/RAGMeUp

Generic rag framework to apply the power of LLMs on any given dataset

Primary LanguagePythonApache License 2.0Apache-2.0

RAG Me Up

RAG Me Up is a generic framework (server + UIs) that enables you do to RAG on your own dataset easily. Its essence is a small and lightweight server and a couple of ways to run UIs to communicate with the server (or write your own).

RAG Me Up can run on CPU but is best run on any GPU with at least 16GB of vRAM when using the default instruct model.

Combine the power of RAG with the power of fine-tuning - check out our LLaMa2Lang repository on fine-tuning LLMs which can then be used in RAG Me Up.

Updates

  • 2024-07-30 Added multiple provenance attribution methods.
  • 2024-06-26 Updated readme, added more file types, robust self-inflection
  • 2024-06-05 Upgraded to Langchain v0.2

Installation

Server

git clone https://github.com/UnderstandLingBV/RAGMeUp.git
cd server
pip install -r requirements.txt

Then run the server using python server.py from the server subfolder.

Scala UI

Make sure you have JDK 17+. Download and install SBT and run sbt run from the server/scala directory or alternatively download the compiled binary and run bin/ragemup(.bat)

How does RAG Me Up work?

RAG Me Up aims to provide a robust RAG pipeline that is configurable without necessarily writing any code. To achieve this, a couple of strategies are used to make sure that the user query can be accurately answered through the documents provided.

The RAG pipeline is visualized in the image below: RAG pipeline drawing

The following steps are executed. Take note that some steps are optional and can be turned off through configuring the .env file.

Top part - Indexing

  1. You collect and make your documents available to RAG Me Up.
  2. Using different file type loaders, RAG Me Up will read the contents of your documents.
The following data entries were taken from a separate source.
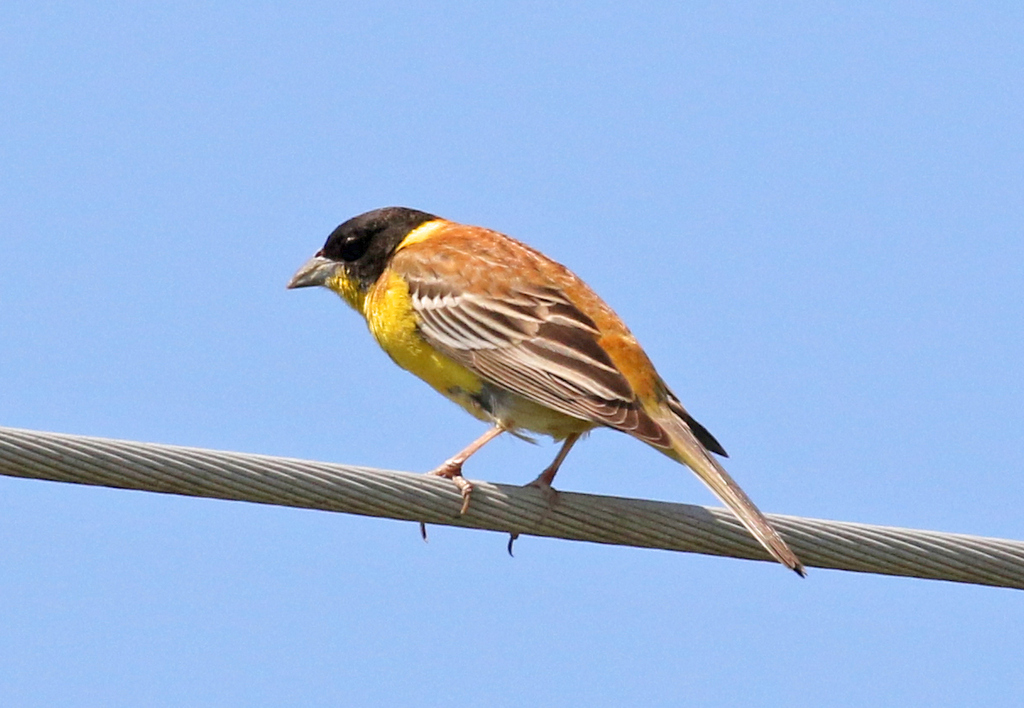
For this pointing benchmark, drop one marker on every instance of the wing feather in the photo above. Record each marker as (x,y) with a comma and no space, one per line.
(535,342)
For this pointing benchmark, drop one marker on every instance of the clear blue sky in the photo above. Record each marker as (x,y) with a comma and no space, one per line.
(811,216)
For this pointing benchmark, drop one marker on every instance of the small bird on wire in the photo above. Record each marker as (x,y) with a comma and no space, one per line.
(517,340)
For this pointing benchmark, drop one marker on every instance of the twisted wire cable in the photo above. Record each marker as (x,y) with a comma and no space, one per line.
(517,510)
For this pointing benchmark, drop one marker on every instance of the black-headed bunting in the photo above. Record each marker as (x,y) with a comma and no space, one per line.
(517,340)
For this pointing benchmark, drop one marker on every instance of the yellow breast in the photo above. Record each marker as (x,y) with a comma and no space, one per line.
(389,314)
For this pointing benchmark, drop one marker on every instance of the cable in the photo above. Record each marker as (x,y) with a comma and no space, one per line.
(289,482)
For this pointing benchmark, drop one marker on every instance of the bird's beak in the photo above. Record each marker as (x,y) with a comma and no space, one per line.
(313,272)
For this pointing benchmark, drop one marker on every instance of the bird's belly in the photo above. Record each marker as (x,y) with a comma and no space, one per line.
(392,323)
(515,412)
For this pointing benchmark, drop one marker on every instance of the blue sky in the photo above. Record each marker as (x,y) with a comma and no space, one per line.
(811,216)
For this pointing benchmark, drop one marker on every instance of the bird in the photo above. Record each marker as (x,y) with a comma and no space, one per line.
(518,341)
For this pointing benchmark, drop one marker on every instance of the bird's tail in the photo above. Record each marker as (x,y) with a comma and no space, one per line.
(688,450)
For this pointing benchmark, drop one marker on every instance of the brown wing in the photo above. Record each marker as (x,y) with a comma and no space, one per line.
(518,330)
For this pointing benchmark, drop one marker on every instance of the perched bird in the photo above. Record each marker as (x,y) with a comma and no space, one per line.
(517,340)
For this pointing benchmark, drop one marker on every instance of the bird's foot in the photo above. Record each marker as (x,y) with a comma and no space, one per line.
(551,496)
(453,470)
(543,483)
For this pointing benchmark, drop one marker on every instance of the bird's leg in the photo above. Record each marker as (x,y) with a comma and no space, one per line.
(452,468)
(544,480)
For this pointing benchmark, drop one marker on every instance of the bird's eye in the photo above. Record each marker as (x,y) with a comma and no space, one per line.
(353,248)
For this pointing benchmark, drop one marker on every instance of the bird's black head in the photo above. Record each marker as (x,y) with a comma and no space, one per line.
(365,243)
(357,251)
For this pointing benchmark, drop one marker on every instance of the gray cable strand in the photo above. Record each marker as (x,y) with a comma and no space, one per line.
(289,482)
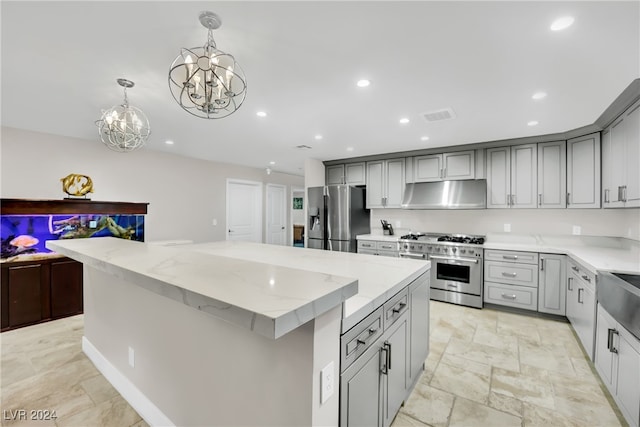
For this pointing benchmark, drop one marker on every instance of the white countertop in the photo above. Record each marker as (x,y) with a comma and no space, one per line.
(269,289)
(593,252)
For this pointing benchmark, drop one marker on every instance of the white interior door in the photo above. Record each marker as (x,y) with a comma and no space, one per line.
(276,214)
(244,210)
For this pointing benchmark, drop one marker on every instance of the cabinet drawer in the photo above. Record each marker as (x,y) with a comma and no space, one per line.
(512,273)
(395,307)
(358,339)
(511,256)
(511,295)
(366,244)
(388,246)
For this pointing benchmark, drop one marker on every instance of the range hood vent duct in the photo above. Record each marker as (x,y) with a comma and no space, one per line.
(463,194)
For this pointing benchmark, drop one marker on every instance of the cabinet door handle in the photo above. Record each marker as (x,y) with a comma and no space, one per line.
(387,344)
(384,369)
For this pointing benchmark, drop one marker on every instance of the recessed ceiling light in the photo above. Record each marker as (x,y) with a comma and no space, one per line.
(561,23)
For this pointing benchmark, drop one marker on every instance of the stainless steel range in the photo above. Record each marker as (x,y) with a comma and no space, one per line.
(456,264)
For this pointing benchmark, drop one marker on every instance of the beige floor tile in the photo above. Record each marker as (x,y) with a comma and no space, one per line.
(535,390)
(537,416)
(429,405)
(404,420)
(483,354)
(461,382)
(507,404)
(468,413)
(548,357)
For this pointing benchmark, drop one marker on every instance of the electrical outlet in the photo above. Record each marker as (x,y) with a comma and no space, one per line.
(326,383)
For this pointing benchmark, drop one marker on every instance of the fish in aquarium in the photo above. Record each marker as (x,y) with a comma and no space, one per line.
(27,234)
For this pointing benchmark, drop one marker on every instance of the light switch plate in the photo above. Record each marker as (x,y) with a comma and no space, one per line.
(327,382)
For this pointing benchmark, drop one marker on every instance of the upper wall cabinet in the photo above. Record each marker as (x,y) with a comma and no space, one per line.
(349,173)
(385,183)
(512,177)
(446,166)
(620,160)
(583,172)
(552,174)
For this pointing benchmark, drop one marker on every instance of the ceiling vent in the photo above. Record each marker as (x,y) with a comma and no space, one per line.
(439,115)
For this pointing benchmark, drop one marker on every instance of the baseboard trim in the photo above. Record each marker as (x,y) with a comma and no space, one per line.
(147,410)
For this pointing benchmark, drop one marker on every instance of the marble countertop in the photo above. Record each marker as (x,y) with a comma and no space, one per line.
(268,289)
(379,278)
(596,253)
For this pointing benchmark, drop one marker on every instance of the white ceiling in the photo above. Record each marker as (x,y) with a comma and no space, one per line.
(60,62)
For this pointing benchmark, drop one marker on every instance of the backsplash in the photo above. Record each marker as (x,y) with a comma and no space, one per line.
(589,222)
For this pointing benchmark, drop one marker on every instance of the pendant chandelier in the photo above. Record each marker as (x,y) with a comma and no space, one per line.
(206,81)
(123,127)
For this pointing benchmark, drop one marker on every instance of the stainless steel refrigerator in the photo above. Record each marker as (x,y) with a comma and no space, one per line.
(336,215)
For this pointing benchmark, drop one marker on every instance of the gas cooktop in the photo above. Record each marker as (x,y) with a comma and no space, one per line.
(441,237)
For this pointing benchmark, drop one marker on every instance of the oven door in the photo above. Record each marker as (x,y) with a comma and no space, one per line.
(456,274)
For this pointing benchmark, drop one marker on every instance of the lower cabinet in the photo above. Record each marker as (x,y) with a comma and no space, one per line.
(380,369)
(36,291)
(617,360)
(551,290)
(581,304)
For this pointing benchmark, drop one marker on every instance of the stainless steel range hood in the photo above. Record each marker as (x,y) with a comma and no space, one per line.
(463,194)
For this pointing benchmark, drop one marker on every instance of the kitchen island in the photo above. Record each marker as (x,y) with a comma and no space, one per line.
(231,333)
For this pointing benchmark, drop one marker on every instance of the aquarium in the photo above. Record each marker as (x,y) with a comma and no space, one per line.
(27,234)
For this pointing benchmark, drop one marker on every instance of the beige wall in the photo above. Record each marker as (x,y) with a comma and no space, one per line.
(184,194)
(593,222)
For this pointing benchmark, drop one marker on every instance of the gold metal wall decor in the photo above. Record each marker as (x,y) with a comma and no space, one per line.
(77,185)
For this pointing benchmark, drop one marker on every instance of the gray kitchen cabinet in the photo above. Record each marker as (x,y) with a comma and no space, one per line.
(620,159)
(581,304)
(349,173)
(552,293)
(385,183)
(445,166)
(419,329)
(361,390)
(583,172)
(617,360)
(512,177)
(511,279)
(552,175)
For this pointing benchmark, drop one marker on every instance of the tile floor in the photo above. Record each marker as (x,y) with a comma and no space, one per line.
(485,368)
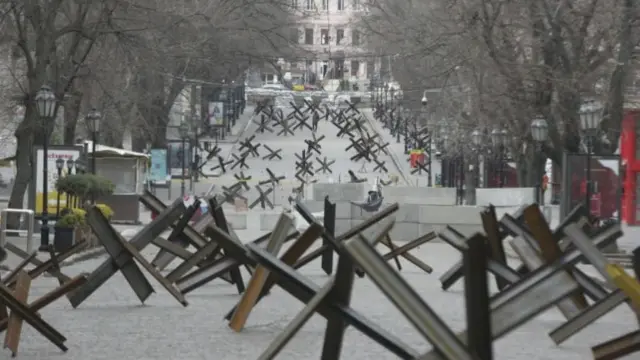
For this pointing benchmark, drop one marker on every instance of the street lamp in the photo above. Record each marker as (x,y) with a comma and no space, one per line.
(184,135)
(539,132)
(93,123)
(500,140)
(476,138)
(70,165)
(196,156)
(590,117)
(59,167)
(195,161)
(46,105)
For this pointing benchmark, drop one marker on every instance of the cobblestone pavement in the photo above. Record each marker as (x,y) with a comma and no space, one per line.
(113,325)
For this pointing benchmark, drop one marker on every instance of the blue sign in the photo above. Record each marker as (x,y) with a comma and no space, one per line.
(158,171)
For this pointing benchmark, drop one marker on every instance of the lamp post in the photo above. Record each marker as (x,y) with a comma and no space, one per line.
(196,156)
(386,94)
(93,124)
(59,167)
(81,167)
(184,135)
(46,105)
(445,171)
(70,165)
(589,119)
(476,140)
(539,132)
(500,141)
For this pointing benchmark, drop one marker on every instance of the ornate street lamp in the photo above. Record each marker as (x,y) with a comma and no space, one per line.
(93,124)
(540,133)
(46,105)
(184,135)
(590,117)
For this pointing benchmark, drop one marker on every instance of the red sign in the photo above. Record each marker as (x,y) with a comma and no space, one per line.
(595,205)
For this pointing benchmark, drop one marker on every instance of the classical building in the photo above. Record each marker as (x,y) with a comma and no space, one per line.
(331,46)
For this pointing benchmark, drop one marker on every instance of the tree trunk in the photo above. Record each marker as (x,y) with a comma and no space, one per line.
(470,181)
(25,137)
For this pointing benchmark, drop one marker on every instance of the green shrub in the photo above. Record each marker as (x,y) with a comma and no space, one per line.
(72,218)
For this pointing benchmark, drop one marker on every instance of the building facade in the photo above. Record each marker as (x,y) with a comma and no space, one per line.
(332,47)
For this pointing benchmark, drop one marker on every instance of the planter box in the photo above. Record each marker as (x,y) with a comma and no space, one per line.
(63,238)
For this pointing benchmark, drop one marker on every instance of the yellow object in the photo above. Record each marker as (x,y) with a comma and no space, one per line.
(625,282)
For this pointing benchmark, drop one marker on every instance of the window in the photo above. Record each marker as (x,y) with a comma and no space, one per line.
(308,36)
(294,37)
(355,37)
(355,67)
(370,67)
(324,36)
(339,65)
(339,36)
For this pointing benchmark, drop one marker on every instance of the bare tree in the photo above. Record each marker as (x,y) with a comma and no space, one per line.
(520,59)
(133,55)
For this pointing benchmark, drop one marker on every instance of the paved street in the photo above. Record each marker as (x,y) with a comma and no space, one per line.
(113,325)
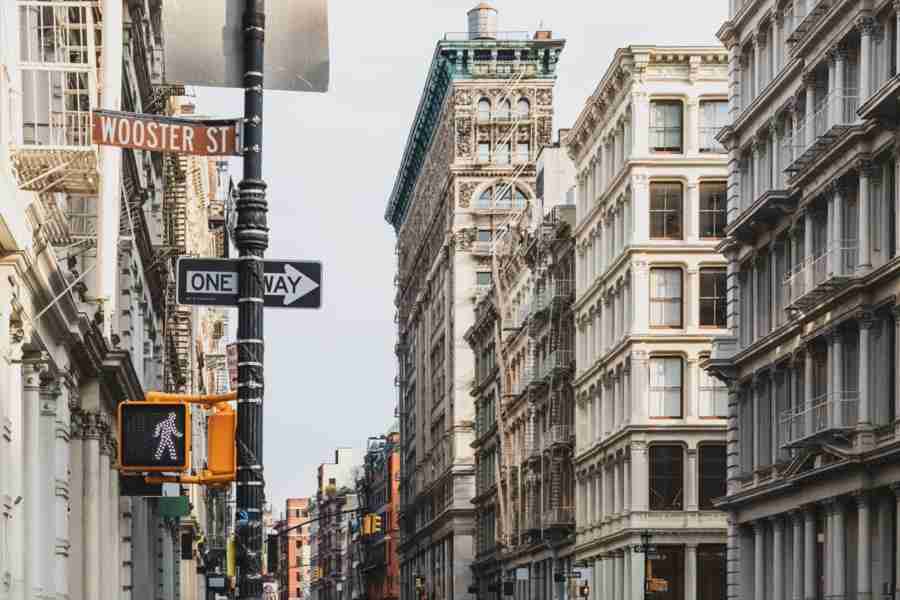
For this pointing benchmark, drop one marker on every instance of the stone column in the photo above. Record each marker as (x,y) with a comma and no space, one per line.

Note that for some document types like JSON and XML, you need to specify additional configuration to tell RAG Me Up what to extract.
  3. Your documents get chunked using a recursive splitter.
  4. The chunks get converted into document (chunk) embeddings using an embedding model. Note that this model is usually a different one than the LLM you intend to use for chat.
  5. RAG Me Up uses a hybrid search strategy, combining dense vectors in the vector database with sparse vectors using BM25. By default, RAG Me Up uses a local Milvus database.

Bottom part - Inference

  1. Inference starts with a user asking a query. This query can either be an initial query or a follow-up query with an associated history and documents retrieved before. Note that both (chat history, documents) need to be passed on by a UI to properly handle follow-up querying.
  2. A check is done if new documents need to be fetched, this can be due to one of two cases:
    • There is no history given in which case we always need to fetch documents
    • [OPTIONAL] The LLM itself will judge whether or not the question - in isolation - is phrased in such a way that new documents are fetched or whether it is a follow-up question on existing documents. A flag called fetch_new_documents is set to indicate whether or not new documents need to be fetched.
  3. Documents are fetched from both the vector database (dense) and the BM25 index (sparse). Only executed if fetch_new_documents is set.
  4. [OPTIONAL] Reranking is applied to extract the most relevant documents returned by the previous step. Only executed if fetch_new_documents is set.
  5. [OPTIONAL] The LLM is asked to judge whether or not the documents retrieved contain an accurate answer to the user's query. Only executed if fetch_new_documents is set.
    • If this is not the case, the LLM is used to rewrite the query with the instruction to optimize for distance based similarity search. This is then fed back into step 3. but only once to avoid lengthy or infinite loops.
  6. The documents are injected into the prompt with the user query. The documents can come from:
    • The retrieval and reranking of the document databases, if fetch_new_documents is set.
    • The history passed on with the initial user query, if fetch_new_documents is not set.
  7. The LLM is asked to answer the query with the given chat history and documents.
  8. The answer, chat history and documents are returned.

Configuration

RAG Me Up uses a .env file for configuration, see .env.template. The following fields can be configured:

LLM configuration

  • llm_model This is the main LLM (instruct or chat) model to use that you will converse with. Default is LLaMa3-8B
  • llm_assistant_token This should contain the unique query (sub)string that indicates where in a prompt template the assistant's answer starts
  • embedding_model The model used to convert your documents' chunks into vectors that will be stored in the vector store
  • trust_remote_code Set this to true if your LLM needs to execute remote code
  • force_cpu When set to True, forces RAG Me Up to run fully on CPU (not recommended)

Use OpenAI

If you want to use OpenAI as LLM backend, make sure to set use_openai to True and make sure you (externally) set the environment variable OPENAI_API_KEY to be your OpenAI API Key.

Use Gemini

If you want to use Gemini as LLM backend, make sure to set use_gemini to True and make sure you (externally) set the environment variable GOOGLE_API_KEY to be your Gemini API Key.

Use Azure OpenAI

If you want to use Azure OpenAI as LLM backend, make sure to set use_azure to True and make sure you (externally) set the following environment variables:

  • AZURE_OPENAI_API_KEY
  • AZURE_OPENAI_API_VERSION
  • AZURE_OPENAI_ENDPOINT
  • AZURE_OPENAI_CHAT_DEPLOYMENT_NAME

RAG Provenance

One of the biggest, arguably unsolved, challenges of RAG is to do good provenance attribution: tracking which of the source documents retrieved from your database led to the LLM generating its answer (the most). RAG Me Up implements several ways of achieving this, each with its own pros and cons.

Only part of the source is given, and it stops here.